# CA finish applicator alternatives?



## hagemierj (Mar 3, 2014)

I've been doing CA finish on my pens with positive results.  I normally just use a paper towel folded repeatedly to apply.  If you've done CA finishes this way you know that the paper towel acts as an accelerator for the glue.  Do any of you use alternative applicators... ones that don't begin the curing process immediately due to accelerators?  

I wonder if using something other than paper towel would allow you to apply with a little less hurry... what have you seen/heard of out there?

Thanks in advance!

J


----------



## gawdelpus (Mar 3, 2014)

hagemierj said:


> I've been doing CA finish on my pens with positive results.  I normally just use a paper towel folded repeatedly to apply.  If you've done CA finishes this way you know that the paper towel acts as an accelerator for the glue.  Do any of you use alternative applicators... ones that don't begin the curing process immediately due to accelerators?
> 
> I wonder if using something other than paper towel would allow you to apply with a little less hurry... what have you seen/heard of out there?
> 
> ...


Some of the local guys are using (closed cell foam) the sort you can pick up in those craft supplies or cheap stores, sheets about a4 and only a few mm thick,cut in about 1" strips ,seems to work fine with a little practice ,eg it doesnt soak in like the paper towels seem to do.

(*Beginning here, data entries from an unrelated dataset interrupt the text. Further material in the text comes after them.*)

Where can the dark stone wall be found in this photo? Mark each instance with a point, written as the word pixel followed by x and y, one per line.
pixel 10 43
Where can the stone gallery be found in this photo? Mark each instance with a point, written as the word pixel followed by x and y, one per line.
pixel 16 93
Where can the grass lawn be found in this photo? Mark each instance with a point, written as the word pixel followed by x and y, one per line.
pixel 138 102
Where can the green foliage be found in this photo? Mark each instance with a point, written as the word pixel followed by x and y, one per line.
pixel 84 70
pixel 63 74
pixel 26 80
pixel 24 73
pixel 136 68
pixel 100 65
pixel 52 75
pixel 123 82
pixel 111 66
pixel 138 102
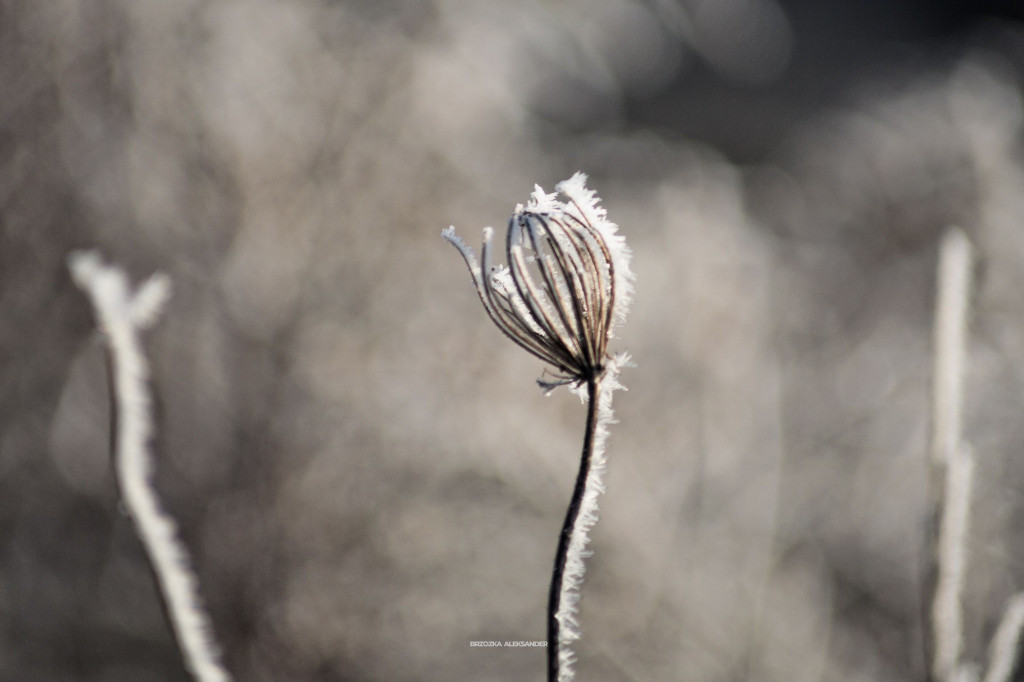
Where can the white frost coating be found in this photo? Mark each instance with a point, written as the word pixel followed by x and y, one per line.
pixel 950 343
pixel 568 611
pixel 565 286
pixel 122 315
pixel 950 456
pixel 947 610
pixel 1003 656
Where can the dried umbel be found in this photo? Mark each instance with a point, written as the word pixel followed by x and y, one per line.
pixel 566 286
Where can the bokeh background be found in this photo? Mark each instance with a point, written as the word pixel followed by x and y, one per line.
pixel 361 465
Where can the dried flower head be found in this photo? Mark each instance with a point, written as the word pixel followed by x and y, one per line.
pixel 566 285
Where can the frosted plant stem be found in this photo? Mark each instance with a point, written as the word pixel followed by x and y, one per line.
pixel 122 315
pixel 563 626
pixel 951 460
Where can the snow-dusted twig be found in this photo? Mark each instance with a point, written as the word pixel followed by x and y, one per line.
pixel 951 460
pixel 566 285
pixel 122 315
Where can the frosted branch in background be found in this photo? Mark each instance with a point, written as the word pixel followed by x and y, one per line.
pixel 951 459
pixel 950 343
pixel 122 315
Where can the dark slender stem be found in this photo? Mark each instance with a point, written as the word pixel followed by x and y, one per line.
pixel 558 577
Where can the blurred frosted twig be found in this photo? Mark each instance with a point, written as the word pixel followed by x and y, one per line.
pixel 951 460
pixel 566 285
pixel 122 315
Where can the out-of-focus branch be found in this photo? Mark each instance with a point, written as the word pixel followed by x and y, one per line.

Worth a try if the folded paper is becoming a problem ,certainly gives a bit more time to spread evenly and doesn't soak through and burn the odd finger now and then , cheers ~ John


----------



## ALA (Mar 3, 2014)

I use the foam (as mentioned above) for the most part. Since it doesn't soak in to the foam you don't use nearly as much. Works for me.


----------



## Pitoon (Mar 3, 2014)

i bought a lot of 1000 mini ziplock bags (1" x 1.5") i slip one bag on my finger and spread the CA. In a couple minutes the CA is dry enough to apply another coat. 

one mini bag last a couple pens.

Pitoon


----------



## jimdude (Mar 3, 2014)

I use the blue Scott towels.


----------



## robutacion (Mar 3, 2014)

The Craft foam sheets is my suggestion, about 2 mm thick, cut into 3/4 to 1" strips the length of the sheet and you have one the best CA applicators I ever used, something like this ones.

Cheers
George


----------



## ChrisN (Mar 3, 2014)

I use the little bags the pen parts come in. It's the same idea as was mentioned before, but I don't have to buy anything.


----------



## Dalecamino (Mar 3, 2014)

The backside of BOUNTY paper towels. Get the Select-a-sheet.


----------



## Charlie_W (Mar 3, 2014)

I use the Bounty selecta size also. Sometimes I put the CA on the paper towel and other times, I drip it on the blank with the paper towel beneath. 
I did read a couple of years ago of one person using wax paper.

There was a recent thread about using a heat gun instead of accelerator. Have not had a chance to try it yet.


----------



## Monty (Mar 3, 2014)

The brand of paper towel you you use can affect the CA. I used to get the blue Scott shop towels from Lowe's. They work great. Lowe's quit selling them and replace them with their store brand. I tried a roll of the store brand and the CA started smoking as soon as I applied it to the towel. Moral? Find a brand or applicator that works best for you (paper towel, plastic baggie, closed foam etc) and stick with it.


----------



## Marc (Mar 3, 2014)

Boiled Linseed Oil, BLO also works.


----------